Adding all of those up gets us to 5% or so of the population that could even qualify for Abilify, less than a quarter of the people with GERD, hypertension, or high cholesterol. So who is taking all of this Abilify, and why? As the Wall Street Journal reported last week, “Federal health officials have launched a probe into the use of antipsychotic drugs on children in the Medicaid system, amid concern that the medications are being prescribed too often to treat behavioral problems in the very young.” The quote Mark Duggan, a health-policy expert at the University of Pennsylvania’s Wharton School, saying that more than 70% of the cost of the five leading antipsychotics was paid for by Medicaid and other government programs.

 

While the public school system in many urban areas is in collapse — a problem we feel quite acutely here in Philadelphia — and there’s still no interest in putting tax dollars into early childhood education or after-school problems, and even the upper-middle-class can’t afford childcare so both parents can work, it seems Medicaid has $3.6 billion to spend on antipsychotic medications like Abilify, Zyprexa, Geodon, and Seroquel. (That’s just as of 2008 — the number is likely double or higher now given how rapidly prescriptions have grown.)

 

So what happened? Maybe it has something to do with this

 

[F]rom 2002 through the end of 2005, [Bristol-Myers Squibb] knowingly promoted the sale and use of Abilify, an atypical antipsychotic drug, for pediatric use and to treat dementia-related psychosis, both “off-label” uses. … BMS directed its sales force to call on child psychiatrists and other pediatric specialists, and the sales force then urged physicians and others providers to prescribe Abilify for pediatric patients.

 

I’ve written several times before about off-label marketing, in which prescription drug and medical device companies illegally promote their products for uses that haven’t been approved by the FDA. That is, in fact, exactly what Bristol-Myers Squibb did: they pushed physicians to prescribe Abilify for uses far beyond the limited uses approved by the FDA — i.e., as a back-up to particularly severe versions of depression or bipolar disorder, or to treat the physical manifestations of rare conditions like schizophrenia and autism — to make Abilify prescriptions routine every time a child has a disciplinary or emotional problem.

 

The above quote comes from a Department of Justice press release from back in 2007, announcing that Bristol-Myers Squibb had settled a variety of False Claims Act cases brought by whistleblowers and the U.S. Government for $515 million.
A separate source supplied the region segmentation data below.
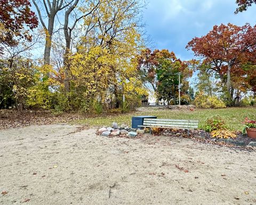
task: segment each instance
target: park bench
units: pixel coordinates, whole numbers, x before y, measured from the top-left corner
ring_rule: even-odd
[[[145,118],[143,125],[138,127],[149,128],[150,134],[152,128],[187,129],[188,136],[189,130],[197,128],[198,124],[198,120]]]

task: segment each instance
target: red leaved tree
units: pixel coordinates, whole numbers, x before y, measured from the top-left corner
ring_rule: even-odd
[[[29,31],[38,22],[30,6],[28,0],[0,0],[0,43],[11,46],[21,39],[31,40]]]
[[[239,27],[231,23],[214,26],[205,36],[194,38],[186,48],[219,75],[226,85],[231,100],[231,76],[243,72],[240,65],[255,62],[256,26],[246,24]]]
[[[238,7],[236,9],[235,13],[246,11],[247,9],[253,4],[256,4],[256,0],[236,0]]]

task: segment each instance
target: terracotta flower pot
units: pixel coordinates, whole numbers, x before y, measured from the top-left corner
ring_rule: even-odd
[[[246,128],[248,137],[256,139],[256,128]]]

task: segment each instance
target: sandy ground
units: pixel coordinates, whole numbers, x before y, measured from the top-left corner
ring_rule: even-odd
[[[255,151],[76,129],[0,131],[0,204],[256,204]]]

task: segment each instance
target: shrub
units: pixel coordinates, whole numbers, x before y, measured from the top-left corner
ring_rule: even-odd
[[[217,96],[209,96],[200,93],[195,99],[194,103],[199,108],[225,108],[225,103]]]
[[[97,100],[93,102],[93,110],[97,114],[101,114],[103,111],[102,104]]]
[[[226,129],[227,126],[225,121],[223,118],[219,116],[208,118],[204,127],[204,129],[207,132]]]
[[[246,128],[256,128],[256,120],[249,120],[247,117],[245,118],[242,123],[244,124],[242,130],[243,135],[246,134]]]
[[[183,95],[180,97],[180,103],[182,105],[188,105],[190,104],[191,99],[188,95]]]

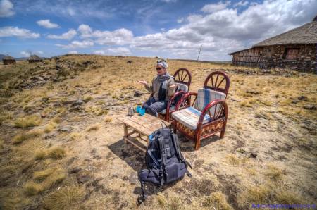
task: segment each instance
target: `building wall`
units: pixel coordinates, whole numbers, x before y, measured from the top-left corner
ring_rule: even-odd
[[[4,65],[9,65],[15,63],[15,60],[2,60]]]
[[[232,63],[260,68],[283,68],[317,73],[317,44],[254,47],[232,55]],[[292,58],[288,52],[297,51]]]
[[[266,58],[268,68],[286,68],[305,72],[317,73],[316,45],[277,45],[271,47],[271,56]],[[297,49],[296,58],[287,59],[287,50]]]

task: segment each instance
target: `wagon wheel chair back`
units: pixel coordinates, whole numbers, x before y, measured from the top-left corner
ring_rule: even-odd
[[[214,71],[206,78],[204,88],[197,93],[186,94],[176,105],[176,111],[172,114],[174,132],[178,130],[193,140],[195,149],[199,148],[201,140],[218,132],[220,138],[224,137],[229,86],[228,76],[223,72]]]
[[[175,93],[168,101],[166,109],[158,113],[158,118],[166,121],[170,121],[172,113],[175,111],[177,103],[189,92],[192,83],[192,74],[187,68],[179,68],[174,73],[173,77],[178,85]],[[180,109],[182,109],[181,106]]]

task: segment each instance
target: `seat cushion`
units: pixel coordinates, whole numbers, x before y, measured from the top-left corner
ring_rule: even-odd
[[[172,117],[189,129],[196,130],[201,113],[201,112],[200,111],[194,107],[188,107],[173,112]],[[209,122],[210,120],[209,115],[206,114],[204,118],[203,124]]]
[[[225,100],[225,94],[223,92],[200,88],[198,89],[198,96],[195,101],[195,104],[194,106],[194,108],[202,111],[206,106],[208,105],[211,101],[213,101],[217,99]],[[220,108],[220,106],[218,106]],[[214,109],[213,107],[212,109]],[[218,107],[217,107],[217,109]],[[211,110],[211,113],[214,113],[214,110]]]
[[[188,92],[188,86],[185,85],[185,84],[182,84],[182,83],[178,83],[175,82],[175,84],[178,86],[178,91],[182,90],[182,91],[185,91],[185,92]]]
[[[170,107],[170,111],[174,111],[175,108],[175,106],[172,106]],[[166,114],[166,109],[163,109],[162,111],[160,111],[160,113],[161,114]]]

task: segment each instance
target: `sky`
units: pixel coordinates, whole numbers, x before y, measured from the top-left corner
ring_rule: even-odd
[[[230,61],[316,15],[317,0],[0,0],[0,54]]]

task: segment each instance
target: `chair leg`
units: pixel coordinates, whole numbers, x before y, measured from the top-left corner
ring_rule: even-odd
[[[221,130],[220,139],[223,138],[223,137],[225,136],[225,127],[224,127],[223,128],[223,130]]]
[[[178,121],[176,121],[174,120],[174,121],[173,121],[173,132],[174,133],[176,133],[176,131],[177,131],[177,129],[178,129],[178,125],[177,125],[177,123],[178,123]]]
[[[198,150],[200,147],[200,132],[195,132],[195,150]]]

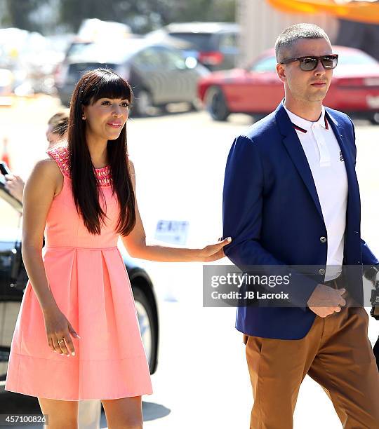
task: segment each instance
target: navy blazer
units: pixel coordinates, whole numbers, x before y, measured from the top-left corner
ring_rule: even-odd
[[[347,175],[343,264],[361,266],[363,271],[364,264],[379,261],[360,236],[354,125],[346,114],[325,109]],[[322,267],[312,277],[287,287],[296,306],[240,306],[236,328],[265,338],[304,337],[316,316],[306,303],[317,284],[324,281],[328,245],[320,238],[327,238],[327,232],[311,170],[283,102],[234,139],[227,158],[222,197],[223,236],[232,238],[224,252],[236,266]],[[361,276],[354,283],[347,289],[363,303]]]

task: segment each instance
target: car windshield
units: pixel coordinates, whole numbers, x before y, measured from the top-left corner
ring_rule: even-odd
[[[171,36],[190,42],[199,50],[211,50],[212,34],[211,33],[170,33]]]
[[[341,53],[338,55],[338,65],[370,65],[373,64],[378,63],[376,60],[364,52]]]
[[[140,43],[128,41],[124,43],[74,43],[67,53],[70,60],[100,61],[119,64],[129,58],[138,49]]]

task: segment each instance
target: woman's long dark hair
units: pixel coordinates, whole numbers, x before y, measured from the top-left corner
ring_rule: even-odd
[[[133,92],[129,84],[114,72],[97,69],[84,74],[74,90],[68,123],[68,149],[72,194],[77,210],[92,234],[100,234],[105,213],[99,203],[101,188],[98,186],[86,139],[86,121],[82,119],[83,106],[93,104],[100,98],[127,100],[131,103]],[[135,224],[134,192],[128,162],[126,124],[115,140],[108,140],[107,153],[120,214],[117,232],[127,236]]]

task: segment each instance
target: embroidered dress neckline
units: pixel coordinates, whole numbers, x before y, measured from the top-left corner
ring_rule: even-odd
[[[47,151],[58,163],[63,174],[71,179],[69,174],[69,153],[66,147],[57,147]],[[98,183],[100,186],[109,186],[112,182],[110,165],[95,168]]]

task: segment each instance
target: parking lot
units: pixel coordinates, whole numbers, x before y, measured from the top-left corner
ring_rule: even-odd
[[[44,156],[45,124],[58,107],[57,99],[41,96],[20,99],[13,109],[2,108],[0,138],[8,137],[12,168],[24,178]],[[227,122],[218,123],[206,112],[178,107],[171,114],[128,121],[137,198],[150,243],[159,243],[154,238],[162,219],[189,222],[188,247],[217,241],[222,235],[222,189],[228,151],[234,137],[250,123],[245,115],[232,115]],[[357,122],[356,132],[362,237],[379,254],[379,128]],[[11,216],[4,206],[0,210],[2,219]],[[234,327],[235,309],[202,306],[200,264],[140,262],[154,282],[161,323],[154,393],[143,397],[145,427],[247,428],[253,398],[242,335]],[[378,332],[379,325],[371,318],[373,343]],[[106,427],[104,415],[101,427]],[[305,427],[340,427],[326,395],[307,376],[294,417],[294,428]]]

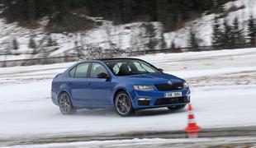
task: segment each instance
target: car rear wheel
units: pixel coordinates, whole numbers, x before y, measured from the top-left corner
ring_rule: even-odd
[[[63,92],[59,95],[59,106],[63,114],[73,114],[76,113],[76,109],[73,108],[71,99],[66,92]]]
[[[115,109],[122,117],[128,117],[134,114],[135,109],[126,92],[121,91],[116,94],[115,98]]]
[[[167,108],[171,111],[178,111],[178,110],[181,110],[181,109],[184,109],[185,107],[186,107],[186,105],[177,105],[177,106],[169,106]]]

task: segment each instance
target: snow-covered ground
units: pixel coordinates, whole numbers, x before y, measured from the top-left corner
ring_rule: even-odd
[[[186,78],[202,128],[255,126],[256,49],[139,57]],[[111,135],[183,130],[187,112],[166,109],[121,118],[113,110],[83,109],[62,115],[50,99],[53,76],[69,63],[0,68],[0,139],[47,135]]]
[[[21,145],[15,146],[13,148],[170,148],[170,147],[255,147],[255,137],[219,137],[219,138],[200,138],[200,139],[131,139],[131,140],[113,140],[113,141],[92,141],[83,142],[69,143],[50,143],[37,145]]]
[[[230,8],[236,7],[238,10],[230,11]],[[239,27],[244,30],[247,33],[248,21],[250,16],[256,18],[256,1],[255,0],[237,0],[230,2],[225,4],[225,11],[230,25],[232,24],[235,17],[239,20]],[[197,37],[199,39],[199,44],[201,46],[209,46],[211,44],[212,37],[212,22],[215,14],[202,15],[201,17],[191,21],[184,25],[184,27],[174,30],[173,32],[163,32],[163,25],[160,22],[151,22],[155,30],[155,39],[164,40],[167,47],[171,47],[171,43],[173,41],[176,47],[187,47],[187,40],[189,37],[190,29],[193,28],[197,33]],[[94,18],[97,19],[97,18]],[[47,24],[47,18],[43,18],[40,21],[41,27],[36,30],[29,30],[22,28],[17,23],[7,24],[3,18],[0,18],[0,61],[2,60],[15,60],[26,59],[32,58],[39,58],[41,53],[31,55],[32,49],[28,48],[28,43],[31,35],[35,36],[35,41],[37,44],[46,38],[47,35],[44,31],[44,26]],[[134,22],[130,24],[114,25],[111,21],[105,20],[98,20],[102,22],[102,25],[96,26],[95,28],[80,31],[78,33],[54,33],[51,38],[56,40],[59,49],[50,53],[49,56],[64,56],[64,52],[73,53],[76,51],[71,50],[75,47],[75,42],[78,40],[78,45],[83,47],[102,47],[104,49],[110,48],[111,44],[121,49],[145,49],[148,43],[148,35],[145,32],[145,25],[147,22]],[[223,21],[224,18],[220,19]],[[12,50],[12,53],[19,53],[18,55],[9,55],[6,57],[4,50],[12,47],[13,39],[16,38],[19,43],[19,49]],[[81,42],[80,42],[81,41]],[[156,46],[156,49],[160,49],[160,43]],[[126,50],[130,50],[126,49]],[[40,51],[42,51],[40,49]],[[85,51],[86,53],[86,51]]]

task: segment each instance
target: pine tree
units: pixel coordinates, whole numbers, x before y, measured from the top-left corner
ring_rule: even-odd
[[[157,41],[155,40],[156,33],[154,31],[154,27],[151,23],[145,25],[145,34],[148,37],[148,49],[149,50],[154,49],[157,45]]]
[[[249,44],[252,46],[256,46],[256,22],[253,16],[250,16],[248,25],[248,37]]]
[[[12,49],[14,50],[19,49],[19,43],[16,38],[14,38],[12,40]]]
[[[189,44],[189,46],[192,48],[192,49],[194,50],[198,49],[198,39],[197,38],[196,32],[193,30],[193,29],[190,30],[188,44]]]
[[[222,35],[223,35],[221,32],[220,23],[216,16],[214,18],[214,24],[212,26],[212,30],[213,30],[212,39],[211,39],[212,45],[213,46],[222,45]]]
[[[234,43],[232,39],[232,27],[228,24],[227,20],[224,21],[224,34],[222,44],[226,49],[234,48]]]
[[[171,42],[171,49],[176,49],[176,44],[175,44],[174,39],[173,39]]]
[[[34,40],[34,38],[31,36],[29,43],[28,43],[28,48],[30,49],[36,49],[36,44]]]
[[[244,44],[245,39],[243,34],[243,30],[239,29],[238,18],[235,18],[233,21],[231,39],[233,44],[235,46]]]

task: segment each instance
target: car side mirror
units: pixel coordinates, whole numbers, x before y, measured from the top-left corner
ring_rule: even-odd
[[[161,72],[164,72],[164,69],[159,68],[159,71],[160,71]]]
[[[108,74],[104,73],[104,72],[99,73],[97,76],[99,79],[109,79],[109,78],[111,78],[111,76]]]

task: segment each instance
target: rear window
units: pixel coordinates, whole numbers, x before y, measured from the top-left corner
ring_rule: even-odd
[[[81,63],[75,67],[73,67],[71,71],[69,71],[69,76],[70,77],[78,77],[83,78],[88,76],[88,68],[90,63]]]

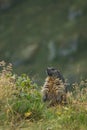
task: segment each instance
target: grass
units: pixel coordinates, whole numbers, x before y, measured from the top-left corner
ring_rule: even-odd
[[[86,4],[86,0],[26,0],[8,11],[0,12],[1,59],[13,63],[15,72],[18,74],[27,73],[37,77],[37,70],[39,70],[40,83],[44,79],[43,70],[47,66],[63,68],[67,77],[70,77],[70,74],[74,79],[76,76],[84,77],[87,64]],[[70,9],[80,10],[82,15],[70,21],[68,19]],[[75,36],[78,38],[77,51],[69,56],[59,55],[59,49],[66,49]],[[49,62],[50,41],[55,44],[56,59]],[[31,56],[31,59],[23,59],[22,51],[33,43],[39,45],[38,51]],[[23,62],[16,66],[15,62],[19,62],[20,59]],[[76,74],[78,64],[80,67]],[[72,69],[68,70],[68,68]]]
[[[41,87],[29,76],[13,74],[12,64],[4,61],[0,67],[0,129],[87,129],[87,80],[72,84],[66,106],[47,108],[41,100]]]

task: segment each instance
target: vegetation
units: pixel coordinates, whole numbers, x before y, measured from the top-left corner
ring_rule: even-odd
[[[12,64],[0,62],[0,129],[86,130],[87,80],[72,84],[66,106],[47,108],[41,87],[29,76],[12,72]]]
[[[47,66],[62,69],[71,82],[85,79],[87,1],[15,1],[19,3],[0,11],[1,60],[14,64],[17,74],[29,74],[35,77],[35,81],[40,79],[37,81],[40,84],[43,83]],[[28,48],[31,45],[36,45],[37,49],[30,56]]]

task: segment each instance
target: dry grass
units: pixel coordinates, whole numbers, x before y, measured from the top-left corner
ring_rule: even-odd
[[[15,76],[12,64],[0,62],[0,125],[4,129],[84,130],[87,127],[87,80],[72,84],[66,106],[46,108],[40,90],[26,75]],[[37,122],[37,123],[36,123]],[[37,128],[36,128],[37,126]]]

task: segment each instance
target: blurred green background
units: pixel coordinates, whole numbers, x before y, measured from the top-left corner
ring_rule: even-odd
[[[0,0],[0,61],[42,84],[48,66],[87,78],[86,0]]]

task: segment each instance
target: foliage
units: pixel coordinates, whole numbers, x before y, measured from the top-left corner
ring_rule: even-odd
[[[47,108],[41,100],[40,88],[29,76],[13,74],[12,64],[4,61],[0,67],[0,126],[33,130],[87,129],[87,80],[72,84],[66,106]]]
It sounds like a lot of money, but that amount — which was supposed to cover illicit profits and penalties relating to a variety of drugs, and a variety of illegal marketing schemes, including kickbacks, rebate fraud, and downright fraud on Medicaid — was less than the net sales of Abilify in 2012.

 

Five years after paying over half a billion dollars for systematically breaking federal law, the company is making money hand-over-fist with the best-selling drug in the country, the very subject of the unlawful promotion, and its stock price has almost doubled. Crime, it seems, does indeed pay if you’re a drug company.

 

Bristol-Myers Squibb is hardly alone in reaping billions from illegally marketing a powerful anti-psychotic medication as a convenient way to manage the behavior children and senior citizens. In 2009, Eli Lilly paid $1.415 billion to settle qui tam alleging it illegal “expended significant resources to promote Zyprexa in nursing homes and assisted-living facilities … to treat patients with disorders such as dementia, Alzheimer’s dementia, depression, anxiety, and sleep problems, and behavioral symptoms such as agitation, aggression, and hostility.” Later that year, Pfizer paid $2.3 billion to settle a variety of qui tam cases, including some involving Geodon. The next year AstraZeneca paid $520 million specifically for illegal marketing of Seroquel. That settlement detailed the depths to which these companies will sink to make a buck:

 

AstraZeneca targeted its illegal marketing of the anti-psychotic Seroquel towards doctors who do not typically treat schizophrenia or bipolar disorder, such as physicians who treat the elderly, primary care physicians, pediatric and adolescent physicians, and in long-term care facilities and prisons. …

 

The company also engaged doctors to give promotional speaker programs on unapproved uses for Seroquel and to conduct studies on unapproved uses of Seroquel. In addition, the company recruited doctors to serve as authors of articles that were ghostwritten by medical literature companies and about studies the doctors in question did not conduct. AstraZeneca then used those studies and articles as the basis for promotional messages about unapproved uses of Seroquel. …

 

AstraZeneca violated the federal Anti-Kickback Statute by offering and paying illegal remuneration to doctors it recruited to serve as authors of articles written by AstraZeneca and its agents about the unapproved uses of Seroquel. AstraZeneca also offered and paid illegal remuneration to doctors to travel to resort locations to “advise” AstraZeneca about marketing messages for unapproved uses of Seroquel, and paid doctors to give promotional lectures to other health care professionals about unapproved and unaccepted uses of Seroquel. …

 

Little wonder more than three-quarters of pediatric psychiatric medication appears to be off label and “atypical antipsychotics” are routinely used to treat “anxiety, dementia, eating disorders, obsessive-compulsive disorder, personality disorders, posttraumatic stress disorder, substance abuse.” (See this article, footnotes 17 and 27.)

 

There’s a lot of blame to go around here. First, of course, to the drug companies, for manipulating the research and then illegally pushing untested, powerful psychiatric medications as an easy behavior-modification strategy for unruly children and troublesome elders, a scheme worthy of Philip K. Dick. Second, to the doctors, for, at best, relying more on the pitch given by 20-something sales representatives than medical research or, at worst, selling their medical judgment for the price of a couple fancy dinners and trips.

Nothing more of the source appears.